2017613(火)

So what's it like for you

Bruce Springsteen: On Jersey, Masculinity And Wishing To Be His Stage Persona "People see you onstage and, yeah, I'd want to be that guy," Springsteen says. "I want to be that guy myself very often." Originally broadcast Oct. 5, 2016. TERRY GROSS, HOST: This is FRESH AIR. I'm Terry Gross. We're ending the year with a series of some of our favorite interviews of the year. Today, the interview I recorded in September with Bruce Springsteen at his home studio in New Jersey, not far from where he grew up. His memoir, which had just been published, shares the title of his most famous song, "Born To Run." (SOUNDBITE OF ARCHIVED BROADCAST)
GROSS: The theme of that anthem is escape, but in much of the book Springsteen reflects on how he and his music were shaped by home, roots, blood, community, freedom and responsibility. Throughout the book, you sense the presence of Springsteen's father, from whom Springsteen says he learned the rigidity and blue-collar narcissism of manhood '50s style and the distorted idea that the beautiful things in your life, the love itself you struggled to win, will turn and possess you, robbing you of your imagined, long-fought-for freedoms. He says his father resented his own family for what he thought he might have accomplished but didn't.
Springsteen also has a CD called "Chapter And Verse" that serves as an audio companion to the book with a selection of songs that span his career. Let's start with a track from the album that helped set the tone for our conversation. It's his demo recording of his song, "Growin' Up." (SOUNDBITE OF SONG, "GROWIN' UP") BRUCE SPRINGSTEEN: OK, take two. (Singing) Well, I stood stone-like at midnight, suspended in my masquerade. I combed my hair till it was just right and commanded the night brigade. I was open to pain and crossed by the rain, and I walked on a crooked crutch. Well, I strolled all alone through a fallout zone and came out with my soul untouched. I hid in the clouded wrath of the crowd.
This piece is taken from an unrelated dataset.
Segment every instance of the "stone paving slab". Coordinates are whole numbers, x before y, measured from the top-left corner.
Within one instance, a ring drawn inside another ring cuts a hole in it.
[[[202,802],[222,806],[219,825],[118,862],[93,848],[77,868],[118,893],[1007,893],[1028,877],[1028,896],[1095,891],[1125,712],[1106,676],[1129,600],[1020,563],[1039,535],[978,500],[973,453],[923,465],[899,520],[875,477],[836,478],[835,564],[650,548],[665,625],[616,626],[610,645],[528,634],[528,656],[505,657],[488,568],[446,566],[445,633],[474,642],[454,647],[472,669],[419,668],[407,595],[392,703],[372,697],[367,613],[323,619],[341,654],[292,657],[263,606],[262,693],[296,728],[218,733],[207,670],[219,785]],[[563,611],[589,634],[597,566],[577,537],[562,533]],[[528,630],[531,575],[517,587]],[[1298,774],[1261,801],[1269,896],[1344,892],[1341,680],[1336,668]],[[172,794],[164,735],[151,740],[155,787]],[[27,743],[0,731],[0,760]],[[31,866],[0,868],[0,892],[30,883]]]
When they said sit down, I stood up. Ooh (ph), growing up. Well, the flag of piracy flew from my mast. GROSS: Bruce Springsteen, welcome to FRESH AIR. And thank you for welcoming us into your studio. I'd love it if you would start by reading the very opening from the forward of your book.
It's really a fantastic book, and I'd like our listeners to just hear a little bit of your writing. SPRINGSTEEN: OK, my pleasure. (Reading) I come from a boardwalk town where almost everything is tinged with a bit of fraud. So am I. By 20, no race-car-driving rebel. I was a guitar player on the streets of Asbury Park and already a member in good standing amongst those who lie in service of the truth - artists with a small A. But I held four clean aces. I had youth, almost a decade of hardcore bar band experience, a good group of homegrown musicians who were attuned to my performance style, and a story to tell. This book is both a continuation of that story and a search into its origins. I've taken as my parameters the events in my life I believe shaped that story and my performance work. One of the questions I'm asked over and over again by fans on the street is - how do you do it? In the following pages, I'll try to shed a little new-lights on how and, more importantly, why. GROSS: Thanks for reading that.
So what's it like for you to write something that doesn't have to rhyme and that you don't have to perform on stage? SPRINGSTEEN: (Laughter) That's actually - not having to perform it on stage is a good one. But it's a little different, you know? It's - I'm used to writing something, it becomes a record, it comes out. Then I go perform and I play it and I get this immediate feedback from the audience. So that's been the pattern of my life.